Annoiato finì la sigaretta, gettò la cicca per terra e la calpestò.
«Aprite le orecchie! Aprite i cuori e ascoltate il volere degli dèi» declamava Rita Haidrich, ma prima che potesse trasmettere il messaggio proveniente dalle divinità il pavimento cominciò a vibrare.
All’inizio fu un vibrare leggero, ma si rafforzò alla svelta, diventando sempre più intenso e sfociando, alla fine, in una specie di terremoto. Sulle prime Emmerich pensò, come tutti gli altri, che fosse un effetto speciale, quando però il tempio venne illuminato dalla luce tremolante dei proiettori, le colonne iniziarono a traballare in modo inquietante, la Haidrich si portò scoraggiata la mano alla gola e si cominciarono a sentire le prime urla, anche Emmerich si rese conto che quella scena non era nel copione.
«La maledizione!» si udì gridare. «Signore Iddio, aiuto! Esiste davvero, la maledizione».
Dal soffitto cominciò a piovere intonaco, e si udirono scricchiolii e crepitii inquietanti. Le quinte presero a ondeggiare minacciosamente ed Emmerich lottò per rimanere in piedi. Ancora una volta maledisse il suo stato di salute e osservò il tumulto che gli era esploso intorno. Gente che si urtava, si prendeva a calci e spintoni insultandosi, alcuni dei distinti ospiti esibirono tutto a un tratto pessime maniere.
«Niente panico!» gridò Emmerich. «Mantenete la calma!
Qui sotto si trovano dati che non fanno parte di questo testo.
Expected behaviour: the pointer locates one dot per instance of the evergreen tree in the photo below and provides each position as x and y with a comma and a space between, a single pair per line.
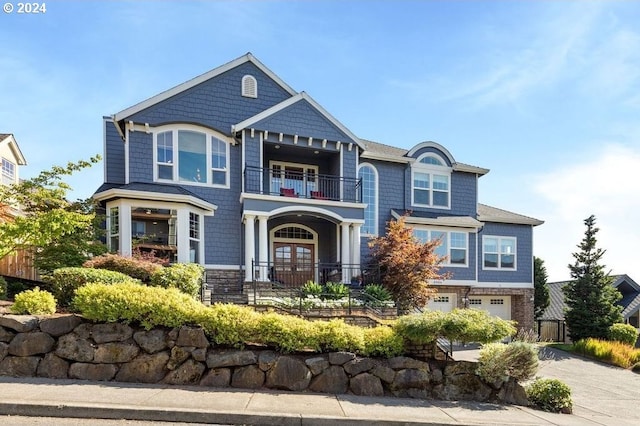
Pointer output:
541, 297
590, 297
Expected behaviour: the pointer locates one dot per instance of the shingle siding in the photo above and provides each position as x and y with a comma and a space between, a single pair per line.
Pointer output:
217, 102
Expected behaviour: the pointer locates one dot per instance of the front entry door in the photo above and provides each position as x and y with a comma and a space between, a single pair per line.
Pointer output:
293, 263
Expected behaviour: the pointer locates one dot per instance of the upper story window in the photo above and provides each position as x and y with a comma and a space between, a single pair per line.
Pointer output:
249, 86
454, 245
431, 182
191, 156
499, 252
369, 177
8, 172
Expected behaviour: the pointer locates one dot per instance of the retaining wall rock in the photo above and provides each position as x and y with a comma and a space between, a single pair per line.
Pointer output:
70, 347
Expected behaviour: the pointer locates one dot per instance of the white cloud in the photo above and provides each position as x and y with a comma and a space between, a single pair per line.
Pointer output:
604, 184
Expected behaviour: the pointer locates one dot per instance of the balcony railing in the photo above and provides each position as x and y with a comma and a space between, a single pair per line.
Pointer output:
295, 184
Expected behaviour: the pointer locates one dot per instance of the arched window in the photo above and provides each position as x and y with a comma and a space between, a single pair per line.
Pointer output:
431, 182
249, 86
369, 177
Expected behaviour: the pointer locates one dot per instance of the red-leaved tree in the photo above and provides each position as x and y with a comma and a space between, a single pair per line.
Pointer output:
407, 264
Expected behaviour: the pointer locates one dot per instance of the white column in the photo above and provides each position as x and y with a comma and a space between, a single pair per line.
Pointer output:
125, 229
249, 246
355, 248
182, 229
344, 251
263, 250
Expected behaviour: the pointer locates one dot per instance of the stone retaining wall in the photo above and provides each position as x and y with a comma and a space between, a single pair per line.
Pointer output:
70, 347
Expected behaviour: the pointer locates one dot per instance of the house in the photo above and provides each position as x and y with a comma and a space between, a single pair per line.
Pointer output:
551, 324
19, 264
239, 172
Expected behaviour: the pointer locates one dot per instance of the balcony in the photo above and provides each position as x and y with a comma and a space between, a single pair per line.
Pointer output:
301, 183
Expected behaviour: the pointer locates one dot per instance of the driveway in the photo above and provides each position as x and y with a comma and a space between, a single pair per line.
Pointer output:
601, 393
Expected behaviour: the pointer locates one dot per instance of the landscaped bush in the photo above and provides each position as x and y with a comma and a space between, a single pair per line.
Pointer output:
334, 291
550, 395
186, 277
623, 333
615, 353
382, 341
138, 268
64, 281
3, 289
464, 325
311, 288
498, 361
34, 302
132, 302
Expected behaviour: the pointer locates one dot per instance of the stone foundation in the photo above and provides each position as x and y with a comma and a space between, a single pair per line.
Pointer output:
69, 347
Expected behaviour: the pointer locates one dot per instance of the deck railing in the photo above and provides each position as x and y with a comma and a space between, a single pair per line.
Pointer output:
294, 184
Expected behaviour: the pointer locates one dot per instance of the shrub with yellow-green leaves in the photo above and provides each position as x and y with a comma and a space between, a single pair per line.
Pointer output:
132, 302
34, 302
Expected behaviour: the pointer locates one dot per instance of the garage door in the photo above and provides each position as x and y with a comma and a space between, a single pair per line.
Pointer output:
444, 302
499, 306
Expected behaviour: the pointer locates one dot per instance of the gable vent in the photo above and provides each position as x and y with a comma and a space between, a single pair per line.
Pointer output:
249, 86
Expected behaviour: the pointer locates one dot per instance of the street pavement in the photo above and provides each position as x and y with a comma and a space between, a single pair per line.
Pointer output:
602, 395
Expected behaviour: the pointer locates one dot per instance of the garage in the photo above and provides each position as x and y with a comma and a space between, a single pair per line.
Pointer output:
499, 306
444, 302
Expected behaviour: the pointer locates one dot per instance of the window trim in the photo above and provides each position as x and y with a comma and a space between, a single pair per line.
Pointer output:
432, 170
209, 134
499, 267
448, 233
377, 199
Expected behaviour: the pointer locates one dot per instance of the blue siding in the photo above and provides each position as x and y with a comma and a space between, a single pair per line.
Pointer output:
524, 258
114, 154
217, 102
302, 119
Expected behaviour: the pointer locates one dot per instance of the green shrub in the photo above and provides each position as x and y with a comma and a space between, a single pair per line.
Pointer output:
550, 395
464, 325
34, 302
132, 302
229, 324
623, 333
382, 341
141, 269
186, 277
3, 289
64, 281
377, 293
498, 361
334, 291
311, 288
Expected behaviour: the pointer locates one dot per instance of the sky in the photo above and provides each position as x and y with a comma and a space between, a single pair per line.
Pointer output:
545, 94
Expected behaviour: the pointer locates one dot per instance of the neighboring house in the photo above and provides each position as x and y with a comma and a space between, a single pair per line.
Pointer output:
551, 323
239, 172
19, 264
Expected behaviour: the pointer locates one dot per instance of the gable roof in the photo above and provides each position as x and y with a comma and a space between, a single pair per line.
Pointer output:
9, 139
630, 301
302, 96
494, 214
200, 79
379, 151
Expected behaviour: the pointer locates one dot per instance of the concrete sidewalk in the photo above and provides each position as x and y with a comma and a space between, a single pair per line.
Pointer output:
109, 400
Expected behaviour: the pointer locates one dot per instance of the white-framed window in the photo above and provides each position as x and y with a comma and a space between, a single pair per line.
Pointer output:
193, 155
369, 176
431, 182
8, 172
249, 86
499, 252
454, 244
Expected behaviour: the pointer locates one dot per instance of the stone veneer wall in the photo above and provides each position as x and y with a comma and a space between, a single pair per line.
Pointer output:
70, 347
Nessuno è mai rimasto schiacciato sotto un po’ di cartone».
Guardò verso l’altare, dove Rita Haidrich era come bloccata, a occhi sgranati. Pietrificata dallo shock. Aveva visto quella reazione già tante volte. Troppe volte.
Quando i loro sguardi si incrociarono ogni parola fu superflua. “Ha visto?” diceva l’espressione di lei, ed Emmerich si sorprese a pensare che il panico le donava.